Crítica de Una dulce mentira
Últimamente se ha convertido en costumbre reunirnos una o dos veces por semana para valorar una comedia europea (por lo general francesa) y acabar diciendo siempre lo mismo: que no está mal, que su visionado es agradable, pero que no aporta nada, que se ve en una tarde de domingo y se olvida a los pocos minutos. Por supuesto, todo ello es lo que se aplica ahora a la última colaboración entre Pierre Salvadori y Audrey Tatou (la anterior fue «Un engaño de lujo»), titulada «Un engaño de lujo», por lo que esta vez se lo pondremos fácil al lector: quien no tenga ningún interés por descubrir pormenores de la cinta, que atienda a la frase que sigue y luego pase al siguiente artículo. «Una dulce mentira» es tan igual a tantas otras comedias románticas francesas que se acaba perdiendo en el olvido de igual modo, agrandando ese molesto mosaico que componen fugaces escenas sueltas, imposibles de asignar a esta o aquella cinta en concreto (y que tanto se asemeja al que dibuja el cine indie norteamericano). La diferencia aquí es que con tanto bagaje a nuestras espaldas, cada vez es más complicado que otra de estas logre aportar algo más, por poco que sea, en especial si tampoco se esfuerza demasiado. Y es que la que ahora nos ocupa es tan poquita cosa…

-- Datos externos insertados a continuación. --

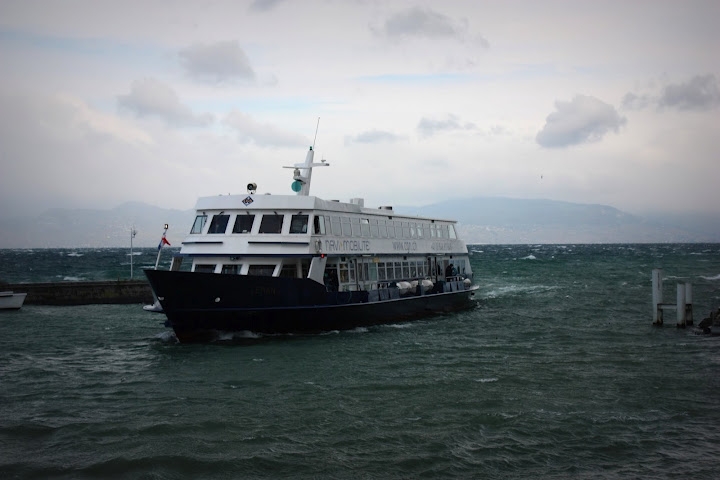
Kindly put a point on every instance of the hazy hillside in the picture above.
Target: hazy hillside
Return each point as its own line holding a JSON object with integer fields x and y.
{"x": 506, "y": 220}
{"x": 96, "y": 228}
{"x": 481, "y": 220}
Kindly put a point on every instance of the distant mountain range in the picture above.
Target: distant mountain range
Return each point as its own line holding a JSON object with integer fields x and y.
{"x": 498, "y": 220}
{"x": 481, "y": 220}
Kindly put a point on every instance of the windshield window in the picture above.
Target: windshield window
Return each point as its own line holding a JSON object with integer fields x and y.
{"x": 199, "y": 224}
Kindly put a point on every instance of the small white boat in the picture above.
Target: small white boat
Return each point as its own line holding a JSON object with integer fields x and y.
{"x": 11, "y": 300}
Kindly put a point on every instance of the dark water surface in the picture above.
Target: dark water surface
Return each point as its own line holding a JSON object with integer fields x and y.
{"x": 558, "y": 373}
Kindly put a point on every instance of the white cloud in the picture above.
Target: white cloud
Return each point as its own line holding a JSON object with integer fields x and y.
{"x": 150, "y": 97}
{"x": 373, "y": 136}
{"x": 217, "y": 62}
{"x": 583, "y": 119}
{"x": 410, "y": 89}
{"x": 428, "y": 127}
{"x": 263, "y": 135}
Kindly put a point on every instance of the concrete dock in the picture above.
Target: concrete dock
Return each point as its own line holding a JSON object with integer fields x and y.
{"x": 84, "y": 293}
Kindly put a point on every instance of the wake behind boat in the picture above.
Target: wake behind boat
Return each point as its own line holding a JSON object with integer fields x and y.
{"x": 11, "y": 300}
{"x": 300, "y": 264}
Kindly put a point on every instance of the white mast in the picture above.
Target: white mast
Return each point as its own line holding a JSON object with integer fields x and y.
{"x": 302, "y": 174}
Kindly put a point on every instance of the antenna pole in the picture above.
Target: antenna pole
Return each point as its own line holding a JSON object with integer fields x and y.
{"x": 316, "y": 129}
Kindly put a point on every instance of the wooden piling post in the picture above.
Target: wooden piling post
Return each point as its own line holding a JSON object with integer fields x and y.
{"x": 680, "y": 305}
{"x": 688, "y": 304}
{"x": 657, "y": 296}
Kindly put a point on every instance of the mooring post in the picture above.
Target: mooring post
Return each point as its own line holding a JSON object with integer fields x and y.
{"x": 657, "y": 296}
{"x": 680, "y": 305}
{"x": 688, "y": 304}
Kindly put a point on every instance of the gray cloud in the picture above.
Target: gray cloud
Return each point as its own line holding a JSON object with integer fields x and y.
{"x": 428, "y": 127}
{"x": 702, "y": 92}
{"x": 264, "y": 5}
{"x": 583, "y": 119}
{"x": 424, "y": 22}
{"x": 633, "y": 101}
{"x": 699, "y": 93}
{"x": 262, "y": 135}
{"x": 418, "y": 21}
{"x": 221, "y": 61}
{"x": 149, "y": 97}
{"x": 373, "y": 136}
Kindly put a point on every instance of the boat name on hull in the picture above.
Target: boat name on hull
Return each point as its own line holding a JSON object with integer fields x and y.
{"x": 347, "y": 245}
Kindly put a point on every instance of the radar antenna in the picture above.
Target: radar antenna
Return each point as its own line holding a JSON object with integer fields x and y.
{"x": 316, "y": 129}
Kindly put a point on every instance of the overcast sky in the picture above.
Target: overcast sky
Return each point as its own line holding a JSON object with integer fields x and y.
{"x": 611, "y": 102}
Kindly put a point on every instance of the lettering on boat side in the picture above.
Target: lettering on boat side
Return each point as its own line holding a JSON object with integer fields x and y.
{"x": 405, "y": 246}
{"x": 261, "y": 291}
{"x": 347, "y": 245}
{"x": 441, "y": 246}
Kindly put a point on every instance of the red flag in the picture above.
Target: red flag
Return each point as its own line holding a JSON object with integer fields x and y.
{"x": 163, "y": 241}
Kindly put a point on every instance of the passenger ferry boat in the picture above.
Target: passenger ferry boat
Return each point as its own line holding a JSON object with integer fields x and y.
{"x": 285, "y": 264}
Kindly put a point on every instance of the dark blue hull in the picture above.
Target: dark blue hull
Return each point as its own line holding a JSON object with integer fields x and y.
{"x": 199, "y": 305}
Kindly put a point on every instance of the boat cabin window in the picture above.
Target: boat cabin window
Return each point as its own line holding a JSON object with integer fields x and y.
{"x": 199, "y": 224}
{"x": 271, "y": 224}
{"x": 365, "y": 227}
{"x": 289, "y": 271}
{"x": 219, "y": 223}
{"x": 298, "y": 224}
{"x": 336, "y": 229}
{"x": 204, "y": 268}
{"x": 261, "y": 270}
{"x": 243, "y": 223}
{"x": 319, "y": 225}
{"x": 383, "y": 228}
{"x": 232, "y": 269}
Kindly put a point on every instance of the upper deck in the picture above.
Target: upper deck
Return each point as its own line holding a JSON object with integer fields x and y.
{"x": 296, "y": 225}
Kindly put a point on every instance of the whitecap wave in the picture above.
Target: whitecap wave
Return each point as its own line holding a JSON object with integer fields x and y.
{"x": 167, "y": 336}
{"x": 358, "y": 330}
{"x": 241, "y": 334}
{"x": 399, "y": 325}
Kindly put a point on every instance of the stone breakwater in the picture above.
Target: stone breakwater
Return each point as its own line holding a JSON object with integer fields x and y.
{"x": 84, "y": 293}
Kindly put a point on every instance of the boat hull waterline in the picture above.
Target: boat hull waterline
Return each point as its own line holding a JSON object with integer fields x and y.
{"x": 199, "y": 306}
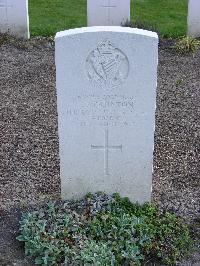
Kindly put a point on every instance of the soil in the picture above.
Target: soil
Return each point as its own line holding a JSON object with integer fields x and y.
{"x": 29, "y": 169}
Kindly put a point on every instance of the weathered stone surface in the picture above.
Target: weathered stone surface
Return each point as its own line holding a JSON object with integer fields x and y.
{"x": 106, "y": 91}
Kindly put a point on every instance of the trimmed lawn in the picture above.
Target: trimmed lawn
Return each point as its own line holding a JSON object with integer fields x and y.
{"x": 50, "y": 16}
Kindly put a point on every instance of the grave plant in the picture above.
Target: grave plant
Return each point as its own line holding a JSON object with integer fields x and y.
{"x": 103, "y": 230}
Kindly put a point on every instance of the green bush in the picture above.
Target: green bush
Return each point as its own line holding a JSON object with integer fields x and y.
{"x": 103, "y": 230}
{"x": 186, "y": 45}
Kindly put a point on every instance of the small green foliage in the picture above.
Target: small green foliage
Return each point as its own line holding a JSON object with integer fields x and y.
{"x": 103, "y": 230}
{"x": 186, "y": 45}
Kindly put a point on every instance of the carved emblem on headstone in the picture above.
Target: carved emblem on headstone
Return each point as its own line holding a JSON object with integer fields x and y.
{"x": 107, "y": 65}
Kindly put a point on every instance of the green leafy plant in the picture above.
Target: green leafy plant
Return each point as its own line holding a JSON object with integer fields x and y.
{"x": 186, "y": 45}
{"x": 103, "y": 230}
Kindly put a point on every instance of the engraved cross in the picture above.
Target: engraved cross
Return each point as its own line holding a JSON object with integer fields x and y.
{"x": 108, "y": 5}
{"x": 5, "y": 4}
{"x": 106, "y": 149}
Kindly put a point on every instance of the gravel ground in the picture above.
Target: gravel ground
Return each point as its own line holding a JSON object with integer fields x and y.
{"x": 29, "y": 163}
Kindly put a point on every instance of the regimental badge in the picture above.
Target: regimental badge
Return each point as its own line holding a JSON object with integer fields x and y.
{"x": 107, "y": 65}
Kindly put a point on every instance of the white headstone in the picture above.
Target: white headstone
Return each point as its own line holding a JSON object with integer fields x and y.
{"x": 14, "y": 18}
{"x": 106, "y": 92}
{"x": 194, "y": 18}
{"x": 108, "y": 12}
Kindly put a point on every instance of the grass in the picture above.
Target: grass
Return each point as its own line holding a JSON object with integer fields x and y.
{"x": 47, "y": 17}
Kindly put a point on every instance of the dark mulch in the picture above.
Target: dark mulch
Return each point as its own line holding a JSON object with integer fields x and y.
{"x": 29, "y": 168}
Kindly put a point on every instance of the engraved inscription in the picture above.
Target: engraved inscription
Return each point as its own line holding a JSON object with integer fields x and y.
{"x": 107, "y": 65}
{"x": 106, "y": 148}
{"x": 103, "y": 110}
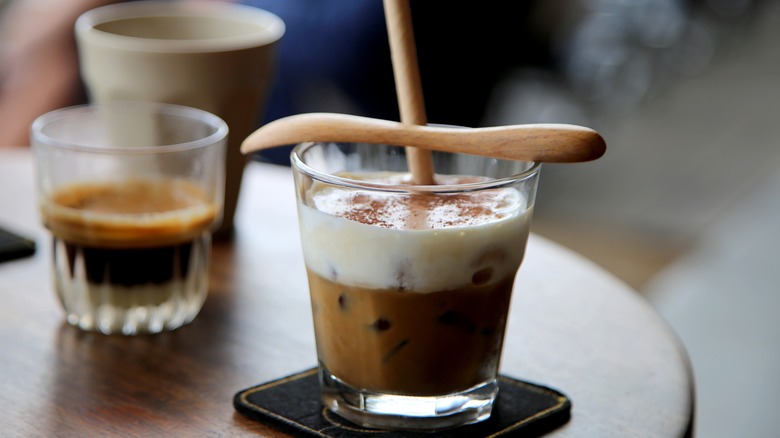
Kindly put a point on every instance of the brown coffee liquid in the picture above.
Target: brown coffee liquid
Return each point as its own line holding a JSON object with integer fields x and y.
{"x": 406, "y": 342}
{"x": 132, "y": 232}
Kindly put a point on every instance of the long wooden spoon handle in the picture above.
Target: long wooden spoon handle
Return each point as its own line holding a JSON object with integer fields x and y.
{"x": 552, "y": 143}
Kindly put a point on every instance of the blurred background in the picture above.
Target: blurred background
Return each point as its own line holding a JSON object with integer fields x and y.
{"x": 685, "y": 205}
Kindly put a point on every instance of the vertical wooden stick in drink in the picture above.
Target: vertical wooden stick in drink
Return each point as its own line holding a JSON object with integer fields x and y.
{"x": 411, "y": 103}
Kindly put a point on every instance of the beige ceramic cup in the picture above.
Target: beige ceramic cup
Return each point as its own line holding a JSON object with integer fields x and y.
{"x": 215, "y": 56}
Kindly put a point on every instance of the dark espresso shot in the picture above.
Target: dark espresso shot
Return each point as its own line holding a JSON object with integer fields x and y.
{"x": 131, "y": 256}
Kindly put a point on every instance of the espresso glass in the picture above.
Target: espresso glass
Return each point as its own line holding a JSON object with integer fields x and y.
{"x": 131, "y": 192}
{"x": 410, "y": 285}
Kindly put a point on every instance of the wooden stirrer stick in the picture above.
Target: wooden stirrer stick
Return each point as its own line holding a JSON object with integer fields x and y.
{"x": 408, "y": 86}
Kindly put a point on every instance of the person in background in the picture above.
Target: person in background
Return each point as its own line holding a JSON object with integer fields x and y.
{"x": 334, "y": 57}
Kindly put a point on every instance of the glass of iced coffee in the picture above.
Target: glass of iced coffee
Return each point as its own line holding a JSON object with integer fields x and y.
{"x": 131, "y": 193}
{"x": 410, "y": 285}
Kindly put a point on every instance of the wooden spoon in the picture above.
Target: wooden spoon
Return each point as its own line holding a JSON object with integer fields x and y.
{"x": 551, "y": 143}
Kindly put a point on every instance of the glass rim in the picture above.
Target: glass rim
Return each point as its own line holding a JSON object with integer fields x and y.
{"x": 39, "y": 137}
{"x": 298, "y": 163}
{"x": 270, "y": 27}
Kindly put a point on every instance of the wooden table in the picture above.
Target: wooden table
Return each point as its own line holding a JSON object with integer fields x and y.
{"x": 573, "y": 327}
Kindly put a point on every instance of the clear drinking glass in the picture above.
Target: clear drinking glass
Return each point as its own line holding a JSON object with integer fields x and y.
{"x": 131, "y": 193}
{"x": 410, "y": 285}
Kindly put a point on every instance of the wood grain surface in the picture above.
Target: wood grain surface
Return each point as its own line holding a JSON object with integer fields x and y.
{"x": 573, "y": 327}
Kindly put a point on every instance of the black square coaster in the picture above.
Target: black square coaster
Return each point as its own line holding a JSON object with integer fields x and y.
{"x": 293, "y": 404}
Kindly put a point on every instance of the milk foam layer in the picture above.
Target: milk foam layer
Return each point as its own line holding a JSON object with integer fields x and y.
{"x": 476, "y": 238}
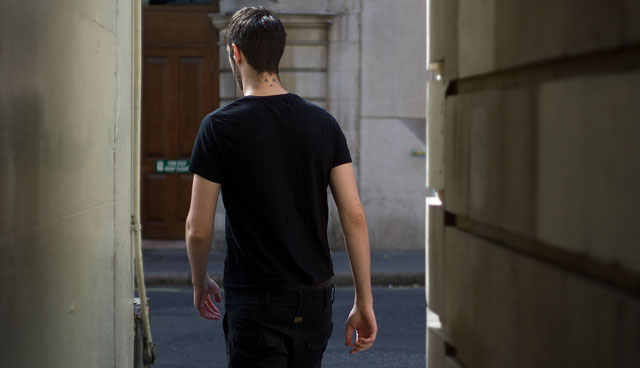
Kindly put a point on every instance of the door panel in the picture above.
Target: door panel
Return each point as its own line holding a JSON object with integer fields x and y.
{"x": 179, "y": 87}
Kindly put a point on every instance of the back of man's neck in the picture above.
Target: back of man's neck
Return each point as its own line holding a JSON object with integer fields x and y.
{"x": 265, "y": 85}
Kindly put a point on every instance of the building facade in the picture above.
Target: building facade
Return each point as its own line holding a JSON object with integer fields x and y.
{"x": 533, "y": 126}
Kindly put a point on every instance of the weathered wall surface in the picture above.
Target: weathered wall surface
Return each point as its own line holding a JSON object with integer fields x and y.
{"x": 533, "y": 258}
{"x": 367, "y": 69}
{"x": 65, "y": 140}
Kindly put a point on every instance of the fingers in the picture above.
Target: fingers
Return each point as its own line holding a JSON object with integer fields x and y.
{"x": 211, "y": 309}
{"x": 205, "y": 307}
{"x": 349, "y": 336}
{"x": 362, "y": 343}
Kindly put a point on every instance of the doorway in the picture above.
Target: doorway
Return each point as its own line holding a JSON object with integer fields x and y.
{"x": 179, "y": 87}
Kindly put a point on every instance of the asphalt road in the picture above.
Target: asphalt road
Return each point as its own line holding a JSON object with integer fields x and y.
{"x": 185, "y": 340}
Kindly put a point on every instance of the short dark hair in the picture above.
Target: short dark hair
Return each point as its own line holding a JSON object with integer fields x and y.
{"x": 260, "y": 35}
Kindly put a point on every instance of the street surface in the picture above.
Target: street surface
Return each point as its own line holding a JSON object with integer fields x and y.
{"x": 185, "y": 340}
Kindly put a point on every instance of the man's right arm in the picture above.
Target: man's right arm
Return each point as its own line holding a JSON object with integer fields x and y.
{"x": 354, "y": 225}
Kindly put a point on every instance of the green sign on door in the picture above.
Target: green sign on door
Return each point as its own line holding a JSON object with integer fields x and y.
{"x": 172, "y": 166}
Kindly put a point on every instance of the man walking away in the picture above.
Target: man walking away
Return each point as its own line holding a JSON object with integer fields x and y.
{"x": 272, "y": 155}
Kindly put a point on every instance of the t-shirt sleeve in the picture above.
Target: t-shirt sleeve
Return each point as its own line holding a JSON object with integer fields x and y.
{"x": 206, "y": 158}
{"x": 341, "y": 154}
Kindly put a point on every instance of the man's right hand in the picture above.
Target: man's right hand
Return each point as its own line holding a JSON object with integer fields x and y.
{"x": 202, "y": 299}
{"x": 363, "y": 321}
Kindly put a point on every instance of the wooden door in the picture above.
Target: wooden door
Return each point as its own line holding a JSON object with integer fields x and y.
{"x": 179, "y": 87}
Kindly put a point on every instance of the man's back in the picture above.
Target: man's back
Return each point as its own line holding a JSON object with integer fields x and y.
{"x": 273, "y": 156}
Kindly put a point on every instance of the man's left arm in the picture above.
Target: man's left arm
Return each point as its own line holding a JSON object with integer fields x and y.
{"x": 198, "y": 234}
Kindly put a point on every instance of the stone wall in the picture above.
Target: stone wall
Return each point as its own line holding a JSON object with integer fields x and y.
{"x": 533, "y": 259}
{"x": 362, "y": 61}
{"x": 66, "y": 278}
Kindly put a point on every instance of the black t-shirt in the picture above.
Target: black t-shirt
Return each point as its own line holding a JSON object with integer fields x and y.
{"x": 272, "y": 156}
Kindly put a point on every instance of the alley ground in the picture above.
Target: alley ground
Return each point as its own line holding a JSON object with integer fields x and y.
{"x": 185, "y": 340}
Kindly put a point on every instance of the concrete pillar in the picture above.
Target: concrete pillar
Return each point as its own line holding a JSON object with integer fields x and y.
{"x": 66, "y": 275}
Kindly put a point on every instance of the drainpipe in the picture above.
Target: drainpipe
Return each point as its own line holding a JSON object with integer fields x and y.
{"x": 136, "y": 227}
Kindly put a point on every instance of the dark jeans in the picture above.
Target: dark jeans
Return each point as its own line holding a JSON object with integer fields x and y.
{"x": 277, "y": 328}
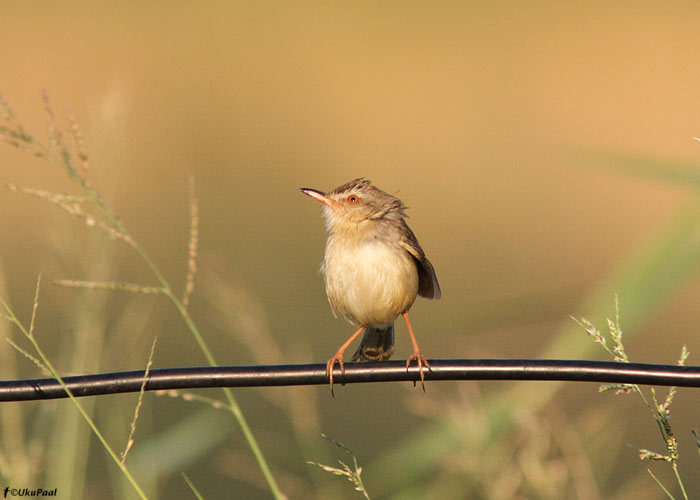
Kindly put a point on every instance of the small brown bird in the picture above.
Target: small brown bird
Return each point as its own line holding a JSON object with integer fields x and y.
{"x": 374, "y": 268}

Todo empieza como la reimaginación de uno de los gags de «Amélie»: si ahí Audrey Tatou enviaba fotos de enanos turistas a su padre para animarlo, aquí la misma actriz pero más esquelética y con el pelo más corto (aunque igual de enervante) le envía a su madre una carta de amor anónima. Sólo que esa misiva le ha sido enviada a ella misma por parte de uno de los empleados de su peluquería y claro, es cuestión de tiempo antes que todo se embrolle. De 50 minutos (minuto arriba minuto abajo), para ser algo más específicos. Antes, la cosa busca ser una comedia de personajes, con sus supuestamente graciosísimas descripciones y sus teóricos malos entendidos tronchantes; la verdad, todo bastante aburrido y rutinario. Hasta que realmente no se tira de ese previsible y trillado encuentro a tres bandas entre madre, hija y amante secreto, la película se salva sobre todo por las interpretaciones de Nathalie Baye y Sami Bouajila, suficientemente acertadas como para paliar los efectos de la incipiente ranciedad de la Tatou. Pero a partir de ahí lo cierto es que se anima el cotarro y la comedia, como tal, funciona. Va hacia lo fácil y a por la estrategia que es garantía de éxito, y no aporta absolutamente nada nuevo a todo ello, pero en el fondo somos así de simples: humor surgido de la incomodidad ajena, líos de corazón… Eso vale para un roto y un descosido. De hecho, aquí incluso atenúa la pesadez general que se desprende tanto de su fallida (por eterna) parte inicial, como de su conclusión alargada hasta decir basta.
Poco más se puede decir de tan común propuesta. De no ser por un par de líneas acertadas dudaríamos de la existencia de un guionista no autómata tras la misma, y sin un par de secuencias logradas lo mismo haríamos en relación a su director. «Una dulce verdad» se ve sin problemas y aligera casi dos horas muertas que el espectador pueda tener en algún momento de su vida. Pero es menos divertida de lo deseado y tiene tan, tan poco valor añadido, que lo mismo vale quedarse en casa y tumbarse a la bartola, la verdad. Y francamente, uno empieza a cansarse ya de tanta película idéntica.